By Sister Julia Upton
“You never knew her. I knew her better than I have known anybody in my life. She was a woman of God, and God made her a woman of vision. She showed me what it meant to be a Sister of Mercy, to see the world and its people in terms of God’s love; to love everyone who needed love; to care for everyone who needed care. Now her vision is driving me on. It is a glorious thing to be a Sister of Mercy!”
Glorious indeed! And after Catherine McAuley herself, none was more courageous and forward-thinking than her protégé Frances Ward (1810–1884), who painted that deeply personal and inspiring portrait of Catherine McAuley in a letter to Sister Mary Gonzaga O’Brien in 1879.
I began to wonder what occasioned the letter and its words that we treasure so deeply. My curiosity is insatiable, and while I revere Catherine McAuley as founder of the Sisters of Mercy, I’m inspired by how Frances and the other “first born” carried the work forward to the ends of the earth.
Frances met Catherine McAuley when she was just 17 years old, introduced by her friend Mary Macauley, Catherine’s niece. Frances helped with the ministries at Baggot Street Convent in Dublin, Ireland, from its earliest days and began to live there permanently in 1828. She received the habit in the first reception ceremony held there on January 23, 1832, and made her profession there the following year. Gifted with intelligence, energy and enthusiasm, today we would probably say that Frances served as Catherine McAuley’s “chief of staff.”
Catherine named Frances as the first superior of the foundation to Carlow (1837), and from there Frances herself led foundations to Naas (1839) and Wexford (1840). Following Catherine McAuley’s death in 1841, Frances fulfilled Catherine’s promise by leading a foundation to Westport (1842).
More adventures and challenges lay even further westward, for when Michael O’Connor was consecrated as the first Bishop of Pittsburgh, he came knocking at the door of St. Leo’s Convent in Carlow, charming the sisters and pleading with them to join him in his faraway mission in the wilderness of western Pennsylvania. Frances Warde was named superior, and six other sisters (four professed, one novice and one postulant) sailed across the ocean aboard Queen of the West, accompanied by the bishop.
Adventures and foundations were just beginning! Sister Kathleen Healy’s engaging biography of Frances Warde (1973) describes in detail the pioneering adventures of the American founder of the Sisters of Mercy. I never grow tired of reading about her courage, generosity of spirit and wide-ranging vision. Frances led foundations to Chicago, Illinois (1846), Providence, Rhode Island (1851), Manchester, New Hampshire (1858), and Bangor, Maine (1865), to name just a few. From them came other foundations with schools and hospitals galore, stretching all the way to Omaha, Nebraska, and on to Yreka, California (1871). Besides making more foundations than any other Sister of Mercy, Frances also assisted Mother Austin Carroll, author of Life of Catherine McAuley (1866) and the four volumes of Leaves from the Annals (1881-1895), by curating and handling letters and other valuable memorabilia.

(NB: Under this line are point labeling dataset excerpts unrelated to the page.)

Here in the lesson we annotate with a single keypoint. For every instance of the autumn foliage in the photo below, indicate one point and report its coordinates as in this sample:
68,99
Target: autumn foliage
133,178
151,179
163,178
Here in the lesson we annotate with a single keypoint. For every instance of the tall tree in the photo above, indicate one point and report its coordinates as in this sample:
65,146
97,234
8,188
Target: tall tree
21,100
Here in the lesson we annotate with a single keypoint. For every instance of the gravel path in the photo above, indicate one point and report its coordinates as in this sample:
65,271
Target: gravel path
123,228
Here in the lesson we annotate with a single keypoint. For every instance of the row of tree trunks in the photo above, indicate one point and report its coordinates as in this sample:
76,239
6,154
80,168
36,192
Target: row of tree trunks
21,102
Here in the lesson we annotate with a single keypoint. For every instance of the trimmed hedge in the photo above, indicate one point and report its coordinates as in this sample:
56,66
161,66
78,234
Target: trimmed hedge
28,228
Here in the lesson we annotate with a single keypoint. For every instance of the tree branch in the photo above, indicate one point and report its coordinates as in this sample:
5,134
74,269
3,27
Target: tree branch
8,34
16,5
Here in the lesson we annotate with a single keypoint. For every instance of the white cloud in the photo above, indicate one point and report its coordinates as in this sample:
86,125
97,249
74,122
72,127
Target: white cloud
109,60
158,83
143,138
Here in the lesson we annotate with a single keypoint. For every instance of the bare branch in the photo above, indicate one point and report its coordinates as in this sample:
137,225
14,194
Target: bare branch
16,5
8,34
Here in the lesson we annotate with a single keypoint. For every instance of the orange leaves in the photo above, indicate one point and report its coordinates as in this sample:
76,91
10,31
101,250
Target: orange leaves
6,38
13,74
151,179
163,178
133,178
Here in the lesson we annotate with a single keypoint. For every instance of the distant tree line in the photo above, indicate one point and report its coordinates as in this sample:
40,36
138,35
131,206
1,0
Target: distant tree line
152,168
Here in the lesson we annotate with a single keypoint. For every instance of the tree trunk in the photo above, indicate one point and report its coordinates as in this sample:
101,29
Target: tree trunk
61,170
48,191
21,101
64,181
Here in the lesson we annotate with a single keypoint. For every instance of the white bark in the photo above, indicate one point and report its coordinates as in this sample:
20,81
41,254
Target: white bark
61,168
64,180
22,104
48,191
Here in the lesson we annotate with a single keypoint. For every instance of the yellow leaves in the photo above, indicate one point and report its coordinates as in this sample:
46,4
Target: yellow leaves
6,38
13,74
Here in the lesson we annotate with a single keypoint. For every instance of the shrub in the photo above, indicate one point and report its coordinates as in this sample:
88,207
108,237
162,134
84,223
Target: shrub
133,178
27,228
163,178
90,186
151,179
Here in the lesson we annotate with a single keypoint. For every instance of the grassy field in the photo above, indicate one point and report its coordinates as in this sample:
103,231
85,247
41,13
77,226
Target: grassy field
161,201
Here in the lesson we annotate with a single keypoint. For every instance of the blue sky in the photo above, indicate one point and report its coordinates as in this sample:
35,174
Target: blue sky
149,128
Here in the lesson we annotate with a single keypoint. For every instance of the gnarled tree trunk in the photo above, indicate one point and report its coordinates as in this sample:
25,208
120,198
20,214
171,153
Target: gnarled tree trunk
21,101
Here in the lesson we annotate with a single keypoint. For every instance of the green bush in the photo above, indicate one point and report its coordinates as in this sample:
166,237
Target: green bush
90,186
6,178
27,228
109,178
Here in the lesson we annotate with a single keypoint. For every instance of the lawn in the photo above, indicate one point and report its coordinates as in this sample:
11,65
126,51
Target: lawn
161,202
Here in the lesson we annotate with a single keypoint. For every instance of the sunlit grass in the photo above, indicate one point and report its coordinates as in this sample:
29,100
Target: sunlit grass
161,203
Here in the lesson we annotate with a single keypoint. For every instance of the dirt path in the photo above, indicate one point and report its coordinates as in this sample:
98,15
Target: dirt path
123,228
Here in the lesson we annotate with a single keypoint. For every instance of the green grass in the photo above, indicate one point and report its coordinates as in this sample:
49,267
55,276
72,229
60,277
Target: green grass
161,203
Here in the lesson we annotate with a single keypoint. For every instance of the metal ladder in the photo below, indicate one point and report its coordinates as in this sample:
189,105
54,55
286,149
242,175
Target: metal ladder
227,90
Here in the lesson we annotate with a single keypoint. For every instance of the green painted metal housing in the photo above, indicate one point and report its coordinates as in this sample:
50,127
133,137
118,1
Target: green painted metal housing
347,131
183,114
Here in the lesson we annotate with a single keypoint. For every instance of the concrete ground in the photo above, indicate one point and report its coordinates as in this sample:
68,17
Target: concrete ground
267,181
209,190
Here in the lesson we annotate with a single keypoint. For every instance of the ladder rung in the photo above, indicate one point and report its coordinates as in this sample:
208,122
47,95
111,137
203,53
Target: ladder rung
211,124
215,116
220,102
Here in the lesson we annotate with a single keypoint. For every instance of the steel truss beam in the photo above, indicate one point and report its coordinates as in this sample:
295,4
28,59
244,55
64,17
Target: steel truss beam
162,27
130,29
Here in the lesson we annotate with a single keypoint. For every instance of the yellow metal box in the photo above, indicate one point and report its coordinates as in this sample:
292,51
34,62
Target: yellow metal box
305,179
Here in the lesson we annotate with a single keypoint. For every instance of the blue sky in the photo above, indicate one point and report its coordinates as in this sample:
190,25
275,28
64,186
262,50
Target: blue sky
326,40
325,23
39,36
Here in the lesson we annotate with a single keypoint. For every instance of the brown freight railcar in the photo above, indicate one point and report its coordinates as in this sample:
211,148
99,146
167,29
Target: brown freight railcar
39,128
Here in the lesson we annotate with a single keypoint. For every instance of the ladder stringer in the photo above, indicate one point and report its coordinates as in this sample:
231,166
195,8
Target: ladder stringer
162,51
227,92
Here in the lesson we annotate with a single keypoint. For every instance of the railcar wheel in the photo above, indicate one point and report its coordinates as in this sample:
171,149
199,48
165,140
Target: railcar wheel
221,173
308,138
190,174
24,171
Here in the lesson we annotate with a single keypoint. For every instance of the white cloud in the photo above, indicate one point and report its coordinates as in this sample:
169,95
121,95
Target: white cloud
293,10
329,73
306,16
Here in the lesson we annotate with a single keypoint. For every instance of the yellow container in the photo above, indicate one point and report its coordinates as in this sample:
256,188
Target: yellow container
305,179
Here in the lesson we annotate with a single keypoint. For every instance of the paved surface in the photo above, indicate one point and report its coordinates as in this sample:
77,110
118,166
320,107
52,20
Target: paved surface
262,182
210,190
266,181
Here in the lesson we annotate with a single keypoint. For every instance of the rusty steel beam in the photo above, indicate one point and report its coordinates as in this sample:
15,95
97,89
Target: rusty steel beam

Leaves from the Annals records that on September 14, 1878, Frances sent a group of sisters to labor among the Indigenous peoples in Maine. Their first convent was the chief’s dwelling, which he vacated for the sisters. Frances made her first visit to these missions in the “early summer” of 1879. The chief crossed in his own canoe to be the first to welcome “the great Mother.” As they walked toward the convent, Frances was heard to exclaim, “Oh, how happy would our revered foundress be had she lived to see this!”
Perhaps this experience prompted Frances to write that often-quoted letter to Sister Mary Gonzaga O’Brien, her close friend and companion, who was back at the convent in Manchester.
Now their vision is driving me on…
The anniversary of the death of Frances Warde is observed on September 17.